Planning Not to Plan

As a college student you get sick of hearing the age-old question:

“What are your plans for after you graduate?”

And after answering this question an uncountable number of times over the years, sick is actually an understatement.

Most people that ask expect us to have an answer even before we’ve even stepped foot in our first college course and also expect that same answer when we step out of our last one. I can tell you as a college senior that as good as it is to have a plan, it can be just as good not to have one. Above that, it is totally fine not to have one.

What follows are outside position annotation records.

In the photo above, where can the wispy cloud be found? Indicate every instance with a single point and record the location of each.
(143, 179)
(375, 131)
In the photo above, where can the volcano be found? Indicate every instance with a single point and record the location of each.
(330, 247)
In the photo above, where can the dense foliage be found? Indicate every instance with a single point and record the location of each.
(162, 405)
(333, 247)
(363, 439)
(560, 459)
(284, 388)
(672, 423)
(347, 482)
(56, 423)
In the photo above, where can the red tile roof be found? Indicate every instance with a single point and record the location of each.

This is not to say that having a plan isn’t helpful or sometimes important to certain scenarios. But the pressure of getting a job right out of school, getting a job in your field of study, or knowing exactly what you want to accomplish can hold much less power over you. How many people do you know have a job in a completely different field from what they studied are satisfied where they ended up? How many stories have you heard of students that get jobs right out of school and end up hating them? 

There is a give and take here but, in my experience, letting go of certain stressors where you can will only help you to accomplish the goals you’ve set for yourself. A job right out of school in your field of studied doesn’t have to be one of them. So, the next time someone asks about your after-school plans, remember it is okay if:

  • You want to pick-up part-time jobs for awhile
  • You don’t have a plan
  • You want to work a random job just to save enough to travel
  • You want to accept the first job offer you get
  • You want to turn down the first job offer you get
  • You want to go back to school
  • You are just excited to graduate

No matter how many times you may be asked, and how many times your answer changes, there is nothing wrong with changing your path. I think that because this pressure is all around, it can be hard to make decisions that benefit us. For example, you are two years into a biology degree when you decide your heart isn’t in it. The choice to switch career paths takes longer than it should because there is a fear surrounding realizing that what you had originally planned is not the plan anymore. Or perhaps you figure out that you have no idea what you want to do. The fear is there because you know how many times you’ll be asked about it and feel like you don’t have an answer.

It is okay not to have an answer.

It is okay if your plan is not to have a plan.

It is okay if you just don’t know.

When preparing for your next interview, or searching for jobs as a senior in college, remember that it is never too late to change your mind, make a change, turn down a job, or accept one. The only path that matters is the one that you make for yourself!